The Christian Church or Kingdom of the Saints, that Stone cut out of the mountain without human hands, (Daniel 2) now made all one with the mountain or Civil State, the Roman Empire, from whence it is cut or taken: Christ’s lilies, garden and love, all one with the thorns, the daughters and wilderness of the World.[1] ~Roger Williams, Bloudy Tenent (1644)

Roger Williams’ view of the Stone Kingdom was remarkably accurate.[2] He understood from reading church history that Christianity could not be the Stone kingdom of Daniel 2 because it had fallen away long ago. In his "Bloudy Tenent", he wrote, “Christianity fell asleep in the bosom of Constantine, and the laps and bosoms of those Emperors who professed the name of Christ.”[3]
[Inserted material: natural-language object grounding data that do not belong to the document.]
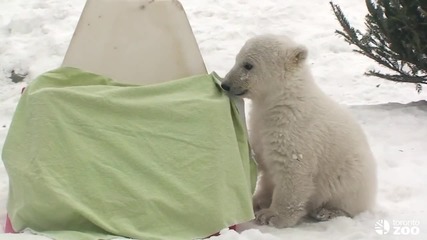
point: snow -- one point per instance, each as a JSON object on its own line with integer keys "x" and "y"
{"x": 34, "y": 35}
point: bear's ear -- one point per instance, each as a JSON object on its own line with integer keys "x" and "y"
{"x": 298, "y": 54}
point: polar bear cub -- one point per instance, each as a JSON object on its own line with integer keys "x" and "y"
{"x": 313, "y": 158}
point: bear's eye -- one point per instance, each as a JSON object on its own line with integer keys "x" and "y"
{"x": 248, "y": 66}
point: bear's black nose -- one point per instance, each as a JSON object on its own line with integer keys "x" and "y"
{"x": 225, "y": 87}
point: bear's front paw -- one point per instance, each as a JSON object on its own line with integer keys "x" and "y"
{"x": 273, "y": 218}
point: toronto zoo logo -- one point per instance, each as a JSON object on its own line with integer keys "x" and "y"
{"x": 397, "y": 227}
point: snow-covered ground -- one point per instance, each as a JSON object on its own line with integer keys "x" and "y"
{"x": 34, "y": 35}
Roger Williams saw that Christianity fell asleep (died spiritually) when it had grown comfortable and compromised with the state. “Good” Christian emperors had seduced the church and she could never regain her lost purity.

This Stone, according to Williams, had been cut of the mountain of the world in the time of the early church. Something radical had happened when it merged with the Roman civil power, however. The change was so radical it ceased to have the nature of the Stone that would judge the whole world. Instead it became one with the world from which it had been cut, undoing the work of Messiah and doing the work of the evil one.[4]

Williams’ imagery is from the Song of Songs. He speaks of Christ’s beloved, His Bride, the Church[5] as being one with the thorns and the wilderness. This  refers to a tasteless and saltless church that is good for nothing anymore, and which will one day be trampled under foot by men.[6] Equally so, he knew the day would come when the Stone would be cut out of the mountain of the world, which all the holy prophets had said would be fulfilled.[7]

Until that time, Roger Williams would only call himself a “waiter” or a “seeker”. His was a costly honesty, for his greatest desire was to serve the God he loved so much, and to do so in sweet communion with all other sincere believers. Yet he knew that until true restoration came through the re-establishment of apostolic authority, Christianity was merely an outward form in which he could not in good conscience take part.



[1] Roger Williams, Bloudy Tenent of Persecution for the Cause of Conscience (1644), p. 174.  

[2] ”The Stone,” p. 22  

[3] Bloudy Tenet, p. 184.  

[4] 1 John 3:8  

[5] Ephesians 5:25-30  

[6] Mt 5:13 (The true Church is described in Mt 5:10-16, the one which has not lost its salt. It is offensive enough to the world to be ill-spoken of.)